The electronic version of this article is the complete one and can be found online at:

Received:11 August 2010
Accepted:21 October 2010
Published:21 October 2010

© 2010 Fassbender et al; licensee BioMed Central Ltd.

This is an Open Access article distributed under the terms of the Creative Commons Attribution License (, which permits unrestricted use, distribution, and reproduction in any medium, provided the original work is properly cited.



According to mRNA microarray, proteomics and other studies, biological abnormalities of eutopic endometrium (EM) are involved in the pathogenesis of endometriosis, but the relationship between mRNA and protein expression in EM is not clear. We tested for the first time the hypothesis that EM TRIzol extraction allows proteomic Surface Enhanced Laser Desorption/Ionisation Time-of-Flight Mass Spectrometry (SELDI-TOF MS) analysis and that these proteomic data can be related to mRNA (microarray) data obtained from the same EM sample from women with and without endometriosis.

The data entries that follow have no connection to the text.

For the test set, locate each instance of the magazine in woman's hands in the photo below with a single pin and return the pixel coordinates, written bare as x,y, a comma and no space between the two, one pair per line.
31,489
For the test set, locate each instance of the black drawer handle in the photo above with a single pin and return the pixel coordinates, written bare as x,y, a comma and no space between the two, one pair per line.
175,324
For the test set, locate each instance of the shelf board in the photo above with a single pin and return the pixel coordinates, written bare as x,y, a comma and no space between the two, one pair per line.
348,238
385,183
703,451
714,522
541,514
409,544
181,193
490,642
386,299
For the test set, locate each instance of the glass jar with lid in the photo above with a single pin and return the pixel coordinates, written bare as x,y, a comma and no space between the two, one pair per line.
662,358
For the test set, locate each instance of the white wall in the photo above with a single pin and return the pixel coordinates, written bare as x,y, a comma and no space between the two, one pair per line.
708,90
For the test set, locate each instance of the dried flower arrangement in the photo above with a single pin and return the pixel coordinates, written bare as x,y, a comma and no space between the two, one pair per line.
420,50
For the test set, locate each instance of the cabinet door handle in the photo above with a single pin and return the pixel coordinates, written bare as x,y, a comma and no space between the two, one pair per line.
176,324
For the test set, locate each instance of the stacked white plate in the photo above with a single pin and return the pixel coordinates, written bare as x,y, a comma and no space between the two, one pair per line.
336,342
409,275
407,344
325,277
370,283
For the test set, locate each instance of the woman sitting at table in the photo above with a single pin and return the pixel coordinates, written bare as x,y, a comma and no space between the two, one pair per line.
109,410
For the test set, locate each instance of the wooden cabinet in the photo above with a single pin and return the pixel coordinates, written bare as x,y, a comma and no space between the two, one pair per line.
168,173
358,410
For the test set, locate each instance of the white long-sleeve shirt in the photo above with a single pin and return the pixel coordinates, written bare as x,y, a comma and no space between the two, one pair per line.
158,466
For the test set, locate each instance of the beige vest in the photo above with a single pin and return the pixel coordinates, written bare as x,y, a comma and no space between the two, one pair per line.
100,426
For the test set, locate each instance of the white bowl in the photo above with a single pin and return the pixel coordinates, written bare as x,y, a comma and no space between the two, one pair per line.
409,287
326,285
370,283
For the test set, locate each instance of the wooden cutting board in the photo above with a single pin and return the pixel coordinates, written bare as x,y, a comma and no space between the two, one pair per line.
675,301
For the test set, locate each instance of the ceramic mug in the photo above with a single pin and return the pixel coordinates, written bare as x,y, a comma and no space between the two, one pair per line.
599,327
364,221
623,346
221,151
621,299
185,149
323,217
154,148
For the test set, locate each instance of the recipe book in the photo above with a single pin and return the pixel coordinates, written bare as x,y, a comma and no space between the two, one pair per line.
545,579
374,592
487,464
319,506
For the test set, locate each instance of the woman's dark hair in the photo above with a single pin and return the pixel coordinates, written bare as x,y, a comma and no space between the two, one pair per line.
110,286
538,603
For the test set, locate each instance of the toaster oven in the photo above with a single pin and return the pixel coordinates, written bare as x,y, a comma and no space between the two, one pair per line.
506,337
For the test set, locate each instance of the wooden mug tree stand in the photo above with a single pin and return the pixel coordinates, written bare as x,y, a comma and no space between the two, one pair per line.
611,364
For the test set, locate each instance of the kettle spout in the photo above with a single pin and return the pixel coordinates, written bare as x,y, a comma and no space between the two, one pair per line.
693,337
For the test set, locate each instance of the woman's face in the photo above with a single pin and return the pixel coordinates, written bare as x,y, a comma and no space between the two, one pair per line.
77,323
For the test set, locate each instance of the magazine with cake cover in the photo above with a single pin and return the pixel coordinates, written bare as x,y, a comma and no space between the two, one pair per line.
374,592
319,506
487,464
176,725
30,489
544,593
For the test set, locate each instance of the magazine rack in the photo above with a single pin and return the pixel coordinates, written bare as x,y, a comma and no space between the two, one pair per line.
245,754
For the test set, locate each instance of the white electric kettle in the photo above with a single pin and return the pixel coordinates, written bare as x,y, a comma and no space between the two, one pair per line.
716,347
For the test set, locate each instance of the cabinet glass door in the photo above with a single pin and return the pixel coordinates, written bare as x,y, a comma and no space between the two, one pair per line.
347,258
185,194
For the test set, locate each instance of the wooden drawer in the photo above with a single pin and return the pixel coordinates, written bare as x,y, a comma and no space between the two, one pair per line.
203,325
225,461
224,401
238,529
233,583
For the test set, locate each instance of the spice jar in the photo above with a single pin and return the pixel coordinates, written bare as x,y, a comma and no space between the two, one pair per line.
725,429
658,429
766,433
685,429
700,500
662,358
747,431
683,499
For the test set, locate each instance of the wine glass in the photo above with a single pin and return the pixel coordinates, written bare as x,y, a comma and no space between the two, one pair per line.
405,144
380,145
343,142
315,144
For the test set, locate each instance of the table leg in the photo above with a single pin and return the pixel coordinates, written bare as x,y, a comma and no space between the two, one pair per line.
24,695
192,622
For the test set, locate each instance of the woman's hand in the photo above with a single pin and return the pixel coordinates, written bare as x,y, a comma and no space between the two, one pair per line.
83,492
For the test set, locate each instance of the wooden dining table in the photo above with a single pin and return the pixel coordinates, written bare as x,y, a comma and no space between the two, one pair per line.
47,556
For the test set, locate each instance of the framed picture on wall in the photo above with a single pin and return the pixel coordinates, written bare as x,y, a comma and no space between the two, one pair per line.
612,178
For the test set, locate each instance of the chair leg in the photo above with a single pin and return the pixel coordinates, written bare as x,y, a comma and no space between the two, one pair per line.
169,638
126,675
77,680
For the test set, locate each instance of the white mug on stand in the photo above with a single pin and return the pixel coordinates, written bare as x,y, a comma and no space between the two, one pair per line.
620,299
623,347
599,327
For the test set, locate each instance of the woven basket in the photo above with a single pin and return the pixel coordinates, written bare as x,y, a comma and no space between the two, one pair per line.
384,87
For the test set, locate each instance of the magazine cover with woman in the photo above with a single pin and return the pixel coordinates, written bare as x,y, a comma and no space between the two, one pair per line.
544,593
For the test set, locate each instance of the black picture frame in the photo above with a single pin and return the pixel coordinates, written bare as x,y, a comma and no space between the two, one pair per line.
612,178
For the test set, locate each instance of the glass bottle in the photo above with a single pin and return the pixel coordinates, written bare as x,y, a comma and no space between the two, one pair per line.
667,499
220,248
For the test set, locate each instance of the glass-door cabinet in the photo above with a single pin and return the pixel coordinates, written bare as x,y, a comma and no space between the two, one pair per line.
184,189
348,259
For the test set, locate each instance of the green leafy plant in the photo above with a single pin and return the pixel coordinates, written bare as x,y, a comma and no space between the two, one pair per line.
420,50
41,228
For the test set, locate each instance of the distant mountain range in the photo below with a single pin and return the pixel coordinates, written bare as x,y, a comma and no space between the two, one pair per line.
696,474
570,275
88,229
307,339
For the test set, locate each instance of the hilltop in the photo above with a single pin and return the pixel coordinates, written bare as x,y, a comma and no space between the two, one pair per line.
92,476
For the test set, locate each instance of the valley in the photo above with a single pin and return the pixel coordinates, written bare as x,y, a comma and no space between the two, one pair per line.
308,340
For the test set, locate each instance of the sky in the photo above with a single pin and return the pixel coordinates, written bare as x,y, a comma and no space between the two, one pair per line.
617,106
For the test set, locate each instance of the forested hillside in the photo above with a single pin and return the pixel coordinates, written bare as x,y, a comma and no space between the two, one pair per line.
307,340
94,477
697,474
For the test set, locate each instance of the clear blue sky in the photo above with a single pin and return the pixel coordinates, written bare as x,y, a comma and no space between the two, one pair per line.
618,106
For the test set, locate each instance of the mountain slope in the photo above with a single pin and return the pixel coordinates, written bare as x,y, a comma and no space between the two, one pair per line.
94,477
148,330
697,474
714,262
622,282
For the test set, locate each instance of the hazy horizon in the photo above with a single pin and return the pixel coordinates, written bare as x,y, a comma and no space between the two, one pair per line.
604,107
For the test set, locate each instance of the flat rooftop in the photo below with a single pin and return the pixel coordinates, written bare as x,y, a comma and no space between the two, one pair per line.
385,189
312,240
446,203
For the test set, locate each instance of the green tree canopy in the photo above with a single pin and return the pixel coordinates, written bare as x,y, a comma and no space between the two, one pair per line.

Proteomic analysis was performed using SELDI-TOF-MS of TRIzol-extracted EM obtained during secretory phase from patients without endometriosis (n = 6), patients with minimal-mild (n = 5) and with moderate-severe endometriosis (n = 5), classified according to the system of the American Society of Reproductive Medicine. Proteomic data were compared to mRNA microarray data obtained from the same EM samples.


In our SELDI-TOF MS study 32 peaks were differentially expressed in endometrium of all women with endometriosis (stages I-IV) compared with all controls during the secretory phase. Comparison of proteomic results with those from microarray revealed no corresponding genes/proteins.


TRIzol treatment of secretory phase EM allows combined proteomic and mRNA microarray analysis of the same sample, but comparison between proteomic and microarray data was not evident, probably due to post-translational modifications.


Endometriosis is a gynaecological disorder, defined as the presence of endometrial-like tissue outside the uterus and is associated with chronic intrapelvic inflammation. Its symptoms can impact on general well-being [1] and include severe dysmenorrhoea; deep dyspareunia; chronic pelvic pain; cyclical or premenstrual symptoms (e.g. bowel or bladder associated) with or without abnormal bleeding; infertility and chronic fatigue.

Well established biological differences between eutopic endometrium from women with and without endometriosis represent an interesting scientific basis to develop a semi-invasive diagnostic test for endometriosis based on these differences. Recent evidence suggests that significant biological differences between eutopic endometrium from women with and without endometriosis [2] may offer the basis for a semi-invasive diagnostic test based on the analysis of an endometrial biopsy. Numerous proteomic [3-10] and mRNA microarray [11-14] studies have demonstrated important biological differences between eutopic endometrium from women with and without endometriosis. Furthermore, data from other investigators [15-17] and from our group [18] suggest that endometriosis can be diagnosed based on the increased endometrial density of nerve fibres in women with endometriosis compared to controls.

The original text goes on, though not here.